Characteristics and analysis of overlong IGSs

This study analyzed the GC content of these sequences and found that the overall GC content of cpDNAs was less affected by these overlong IGSs. However, specific IGSs encompassing both overlong and non-overlong situations exhibited a significant difference (p = 1.189e-11 < 0.001); overlong IGSs tended to exhibit higher GC content (Fig. 4A). These expanded IGSs exhibited collinearity across diverse intergenic regions in various species (Figure S4). Upon conducting homologous sequence alignment of these elongated IGSs in the NCBI database, it was found that the majority of these homologous sequences originated from fern cpDNAs. In certain overlong IGSs, such as rps12-rrn16, alignments were observed with sequences from mitochondrial genomes of Haplopteris ensiformis (Pteridaceae), suggesting that they may transfer within organelles through mechanisms such as gene transfer or horizontal gene transfer. In addition, repetitive sequences and transposable elements located within these IGS were screened. The results of the Mann-Whitney U test revealed that compared to non-overlong IGSs, there were significantly higher numbers of SSRs (p = 0.016), tandem repeats (p = 2.2e-16 < 0.001), and dispersed repeats (p = 2.2e-16 < 0.001) in overlong IGSs (Fig. 4B). Regarding the length relationship between repetitive sequences and IGSs, although not statistically significant, a strong positive correlation was observed between tandem repeats and dispersed repeats with the expansion of the IGSs (r = 0.77 and 0.72, respectively) (Fig. 4C).
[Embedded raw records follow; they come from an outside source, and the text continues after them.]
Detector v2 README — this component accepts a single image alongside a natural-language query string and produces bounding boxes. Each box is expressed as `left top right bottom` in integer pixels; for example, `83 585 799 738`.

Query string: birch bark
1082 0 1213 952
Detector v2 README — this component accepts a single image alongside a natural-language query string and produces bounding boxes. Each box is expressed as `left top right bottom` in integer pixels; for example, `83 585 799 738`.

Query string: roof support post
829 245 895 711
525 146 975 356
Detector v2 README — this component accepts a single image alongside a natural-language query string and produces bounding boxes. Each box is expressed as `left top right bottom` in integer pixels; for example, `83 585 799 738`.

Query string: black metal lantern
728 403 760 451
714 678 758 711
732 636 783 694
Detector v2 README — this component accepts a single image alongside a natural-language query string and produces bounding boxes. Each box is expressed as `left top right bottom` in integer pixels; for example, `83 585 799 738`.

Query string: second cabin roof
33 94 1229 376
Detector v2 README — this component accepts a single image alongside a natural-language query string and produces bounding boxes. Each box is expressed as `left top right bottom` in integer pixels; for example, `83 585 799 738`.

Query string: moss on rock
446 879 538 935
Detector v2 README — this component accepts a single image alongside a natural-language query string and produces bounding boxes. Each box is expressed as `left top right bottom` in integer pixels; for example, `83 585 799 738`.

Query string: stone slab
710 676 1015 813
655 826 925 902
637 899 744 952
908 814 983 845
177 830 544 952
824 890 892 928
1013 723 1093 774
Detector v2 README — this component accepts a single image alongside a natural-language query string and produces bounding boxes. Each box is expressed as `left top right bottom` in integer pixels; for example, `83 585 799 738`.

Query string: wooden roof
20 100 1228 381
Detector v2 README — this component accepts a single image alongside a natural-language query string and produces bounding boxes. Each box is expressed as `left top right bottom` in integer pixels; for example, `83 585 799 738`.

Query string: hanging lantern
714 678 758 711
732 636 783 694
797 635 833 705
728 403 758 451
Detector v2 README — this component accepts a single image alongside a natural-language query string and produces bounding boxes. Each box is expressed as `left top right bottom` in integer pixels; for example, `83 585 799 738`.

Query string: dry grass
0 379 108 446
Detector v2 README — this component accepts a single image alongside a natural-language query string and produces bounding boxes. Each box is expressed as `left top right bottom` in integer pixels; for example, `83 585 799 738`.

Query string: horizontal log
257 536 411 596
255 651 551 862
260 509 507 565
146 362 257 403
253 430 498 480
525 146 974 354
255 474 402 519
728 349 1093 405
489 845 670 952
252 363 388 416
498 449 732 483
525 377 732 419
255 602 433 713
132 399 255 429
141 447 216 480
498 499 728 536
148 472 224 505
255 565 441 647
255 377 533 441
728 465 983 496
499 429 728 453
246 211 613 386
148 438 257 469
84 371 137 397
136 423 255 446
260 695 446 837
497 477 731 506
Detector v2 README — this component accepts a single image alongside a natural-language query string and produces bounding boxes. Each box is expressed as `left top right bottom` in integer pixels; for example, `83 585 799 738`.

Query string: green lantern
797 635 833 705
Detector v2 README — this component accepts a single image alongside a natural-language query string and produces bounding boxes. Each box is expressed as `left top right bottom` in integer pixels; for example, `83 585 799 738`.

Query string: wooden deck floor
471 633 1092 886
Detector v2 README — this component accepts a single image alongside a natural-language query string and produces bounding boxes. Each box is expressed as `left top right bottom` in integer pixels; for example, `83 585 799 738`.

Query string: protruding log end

For transposable elements, relevant sequences could not be retrieved structurally, but similar short fragments of different types of transposable elements were identified in A. malesianum (Gypsy, 48 bp) and Pteris arisanensis (Copia, 65 bp) (Table 3).

Fig. 4.

Fig. 4

Comparison of (A) GC content and (B) number of repeats between overlong and non-overlong IGSs. (C) Correlation among SSRs, tandem repeats, dispersed repeats, and the length of overlong IGSs. *p < 0.05; **p < 0.01; ***p < 0.001

Table 3.

The homologous fragments of transposable elements contained in the overlong IGSs

Species Overlong IGS Start-End Matching repeat Repeat class/family Start-End
Adiantum malesianum rpoB - trnD 28,584–28,631 Gypsy-14_SB-I LTR/Gypsy 2773–2821
Pteris arisanensis rrn16 - rps12 93,518–93,582 Copia-7_Mad-I LTR/Copia 6358−6295
Pteris arisanensis rps12 - rrn16 148,599–148,663 Copia-7_Mad-I LTR/Copia 6295–6358

Phylogenetic relationship and divergence time estimate

The BI tree and ML tree, constructed using the common protein-coding sequences of all species, were consistent (Fig. 5). Reconstructed phylogenetic relationships received high support, with the lowest node support being 98%. Here, Pteridaceae species were divided into five subfamily clades: clade I (Vittarioideae), clade II (Cheilanthoideae), clade III (Cryptogrammoideae), clade IV (Pteridoideae), and clade V (Parkerioideae). Their divergence from the outgroup could be traced back to the Jurassic period (∼ 180.72 Mya). Clades I, II, and III share a more recent common ancestor, indicating a closer phylogenetic relationship; this common ancestor diverged in the Late Jurassic period, approximately 155.29 Mya. The common ancestor of clades I and II further diverged around 150.24 million years ago in the same period. Additionally, clades I and II diverged during the Early Cretaceous period (∼ 116.76 Mya). Clades IV and V shared a common ancestor dating back to approximately 142.49 Mya, near the Jurassic-Cretaceous (J/K) boundary. The phylogenetic tree strongly supported Pteris and Adiantum as monophyletic clades, and both of their ancestral clades diverged during the Late Cretaceous period, during which most genera of the fern family began to rapidly differentiate. Overlong IGSs were present during the early divergence of the family, and as species rapidly diversified, this type of overlong IGSs gradually became more prevalent.

Fig. 5.

Fig. 5

Phylogenetic relationship (right) and divergent time estimate (left) of the 41 Pteridaceae species. The mean divergence time of the nodes is shown next to the nodes while the blue bars correspond to the 95% highest posterior density (HPD). The red dots represent species within the branch that contain overlong IGS. Bootstrap value/posterior probabilities < 100%/1 are displayed on the branches

Discussion

This study sequenced the cpDNA structures of five Pteridaceae species and examined those of 41 species, covering all subfamilies. They exhibited typical quadripartite structures, with genome sizes ranging from 145,327 bp to 165,631 bp and GC contents between 36.7% and 45.3%. Upon re-aligning and completing missing gene annotations, higher gene losses were observed in P. bipinnata var. bipinnata (7 chloroplast genes lost) and A. speciosum (9 lost) among the Pteridaceae cpDNAs. Additionally, trnR-UCG and trnT-UGU were frequently lost among the 41 Pteridaceae cpDNAs, along with a common loss of ycf94. The alignment of all 41 Pteridaceae cpDNAs revealed poor alignment in non-coding regions, especially in the IGS regions. Four regions with significantly higher Pi values compared to other genes/IGSs were identified: matK, ndhF, ndhH - rps15, and trnL - ccsA. Among these, matK has been used as a core DNA barcode for ferns, and the other three markers may serve as candidate DNA barcodes for species within the Pteridaceae family.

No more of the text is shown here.